An Old-fashioned Christmas

The holiday brings out the best in Austria -- and vice versa

AUSTRIA can seem solemn and closed to a first-time visitor, but at year's end it comes fully alive. Cities and towns are continuous music festivals, and the usually banklike hours of shops comfortably dilate to match those of the open-air markets that spring up during the four weeks of Advent. Most cities have a feverish Christmastime gaiety. But Salzburg and Vienna retain their composure while being at their most welcoming. I attribute this to the Catholicism that runs deep. In Austria a basic piety, rather than commercialism, seems to underlie the nearly constant activity. As a Jew who grew up not celebrating what has by now become a largely ecumenical holiday, I was moved, when I visited during Advent last year, by the emphasis on the homemade over the store-bought, and by the very merchandise for sale at the markets: simple toys, ornaments, and decorations meant to enhance time spent together at home.

Aside from the open face that Austria presents during December, several things mark it as an obvious choice for Christmas visitors. True, Germany may be able to lay claim to more Christmas music, and it has a longer history of decorating the evergreen Christmas tree. But Austria vigorously adopted these traditions, and southern Germany and Austria are still the places to find echt candlelit trees, ribbons and boughs on the windows, and carols sung in the cold. (Although I did see a few snowflakes last December, the weather required a lined raincoat rather than a parka and warm woolen mittens.)
A German living in Vienna once explained to me why he prefers to be in Austria at any time of year: the food is better. On Christmas Day goose and venison may be the centerpieces, but throughout the season shoppers fortify themselves by stepping into a bar-café for a quick sandwich or a sausage or a warm buttered roll or a salt stick or, of course, a coffee and one of what are probably the world's best pastries. Much of Austrian cuisine originated in other countries that were part of the Austro-Hungarian Empire. The multi-layered tortes synonymous with Vienna were probably borrowed from Italy, and strudel from Turkey via Hungary. But they reached their apotheoses in the skilled and competitive hands of court-inspired Viennese bakers, and it remains impossible anywhere else to find so many cakes and pastries made so well.

Perhaps in no other country is seasonal celebrating so codified and sustained. If you can't visit Salzburg or Vienna on an Advent weekend, the height of the Christmas markets and concerts, and if you don't have the fortitude to face the crowds in Vienna at New Year's, rest assured that the cultural programs continue well into January, and so does the good cheer. (The Austrian National Tourist Office, at 212-944-6880, or at, can provide a great deal of information on accommodations, events, and the country's famous ski slopes, for instance those near Innsbruck and Kitzbühel.)

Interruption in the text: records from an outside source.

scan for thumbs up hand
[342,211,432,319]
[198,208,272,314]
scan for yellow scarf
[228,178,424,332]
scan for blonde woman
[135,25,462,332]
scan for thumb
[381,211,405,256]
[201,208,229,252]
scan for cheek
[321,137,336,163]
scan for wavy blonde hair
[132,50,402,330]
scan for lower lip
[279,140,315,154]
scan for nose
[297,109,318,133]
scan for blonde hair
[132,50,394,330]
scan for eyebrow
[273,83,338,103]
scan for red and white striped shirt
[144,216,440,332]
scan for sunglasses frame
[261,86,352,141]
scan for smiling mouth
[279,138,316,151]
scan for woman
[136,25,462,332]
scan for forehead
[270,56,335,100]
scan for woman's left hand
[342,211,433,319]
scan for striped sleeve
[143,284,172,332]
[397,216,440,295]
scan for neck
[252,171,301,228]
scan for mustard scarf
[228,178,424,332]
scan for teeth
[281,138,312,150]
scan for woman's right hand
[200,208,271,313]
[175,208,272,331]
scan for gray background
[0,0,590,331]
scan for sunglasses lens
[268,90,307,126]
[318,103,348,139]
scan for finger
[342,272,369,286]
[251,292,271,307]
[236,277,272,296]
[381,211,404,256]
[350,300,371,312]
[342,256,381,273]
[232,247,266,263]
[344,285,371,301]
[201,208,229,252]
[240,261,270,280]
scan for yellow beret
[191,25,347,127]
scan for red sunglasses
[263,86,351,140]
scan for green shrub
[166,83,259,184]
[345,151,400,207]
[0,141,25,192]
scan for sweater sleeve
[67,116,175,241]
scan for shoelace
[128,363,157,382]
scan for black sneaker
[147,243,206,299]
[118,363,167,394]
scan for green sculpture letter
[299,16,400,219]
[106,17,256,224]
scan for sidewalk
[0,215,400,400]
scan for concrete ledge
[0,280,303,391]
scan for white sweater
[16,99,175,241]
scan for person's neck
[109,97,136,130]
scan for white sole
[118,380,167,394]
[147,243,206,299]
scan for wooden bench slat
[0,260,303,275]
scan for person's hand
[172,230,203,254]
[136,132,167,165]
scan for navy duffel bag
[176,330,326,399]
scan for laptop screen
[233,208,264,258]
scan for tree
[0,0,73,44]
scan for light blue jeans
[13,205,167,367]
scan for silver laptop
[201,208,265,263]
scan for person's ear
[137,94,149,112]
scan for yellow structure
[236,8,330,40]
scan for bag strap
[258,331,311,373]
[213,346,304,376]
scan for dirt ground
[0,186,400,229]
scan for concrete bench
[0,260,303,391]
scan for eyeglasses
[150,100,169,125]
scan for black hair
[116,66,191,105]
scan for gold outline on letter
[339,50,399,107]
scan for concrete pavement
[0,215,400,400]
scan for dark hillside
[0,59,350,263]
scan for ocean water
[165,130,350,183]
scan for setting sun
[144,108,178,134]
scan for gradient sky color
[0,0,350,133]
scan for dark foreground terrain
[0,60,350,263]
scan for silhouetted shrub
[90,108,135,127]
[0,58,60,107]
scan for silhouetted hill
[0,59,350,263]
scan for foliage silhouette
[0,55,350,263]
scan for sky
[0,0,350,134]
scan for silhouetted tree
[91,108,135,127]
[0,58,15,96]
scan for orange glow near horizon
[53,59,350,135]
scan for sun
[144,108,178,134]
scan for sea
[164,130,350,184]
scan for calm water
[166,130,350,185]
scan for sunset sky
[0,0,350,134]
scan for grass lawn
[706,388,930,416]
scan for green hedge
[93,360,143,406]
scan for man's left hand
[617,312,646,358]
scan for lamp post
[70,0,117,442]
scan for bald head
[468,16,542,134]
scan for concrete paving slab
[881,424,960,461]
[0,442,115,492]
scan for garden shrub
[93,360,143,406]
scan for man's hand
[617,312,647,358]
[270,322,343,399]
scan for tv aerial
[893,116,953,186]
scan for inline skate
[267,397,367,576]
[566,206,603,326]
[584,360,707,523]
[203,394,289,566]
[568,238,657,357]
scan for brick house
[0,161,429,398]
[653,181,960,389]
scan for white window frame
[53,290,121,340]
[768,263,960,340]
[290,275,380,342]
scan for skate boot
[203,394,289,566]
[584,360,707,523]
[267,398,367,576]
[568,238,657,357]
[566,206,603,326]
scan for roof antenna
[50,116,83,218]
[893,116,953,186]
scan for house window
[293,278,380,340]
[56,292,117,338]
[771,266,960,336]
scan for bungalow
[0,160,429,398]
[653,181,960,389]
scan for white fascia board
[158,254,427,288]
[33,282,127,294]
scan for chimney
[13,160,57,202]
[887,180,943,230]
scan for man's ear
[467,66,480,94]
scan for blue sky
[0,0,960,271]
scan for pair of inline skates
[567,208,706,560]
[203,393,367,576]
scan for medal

"I spent the holidays in Rome once," a friend from an Austrian family told me while enumerating the many things I should do during my visit to Austria. "I was so annoyed. They simply have no idea about Christmas."

SALZBURG is, of course, the birthplace of Mozart, and his image and works are inescapable there. Almost every night during Advent a concert in the vast fortress complex above the city features his music, and smaller churches offer more-intimate settings for music; in late January a week-long festival commemorates his birthday. Midway between the city center and the fortress is the loveliest small church -- at Nonnberg, the abbey where Maria Kutschera lived as a novice before being sent off to be the Von Trapp choir mistress. I did not take a tour of the many places in and around Salzburg that were used during the filming of The Sound of Music, but I admit to having been thrilled one morning when I was the only visitor to the abbey church and an unseen female choir suddenly started singing. Mozart dominates even the narrow, pedestrians-only main shopping street, Getreidegasse, which bristles with wrought-iron and gilded-wood shop signs. His birthplace, a modest fourth-floor apartment midway along the street, is advertised with lettering across the wide yellow-stucco façade that makes the building resemble a department store.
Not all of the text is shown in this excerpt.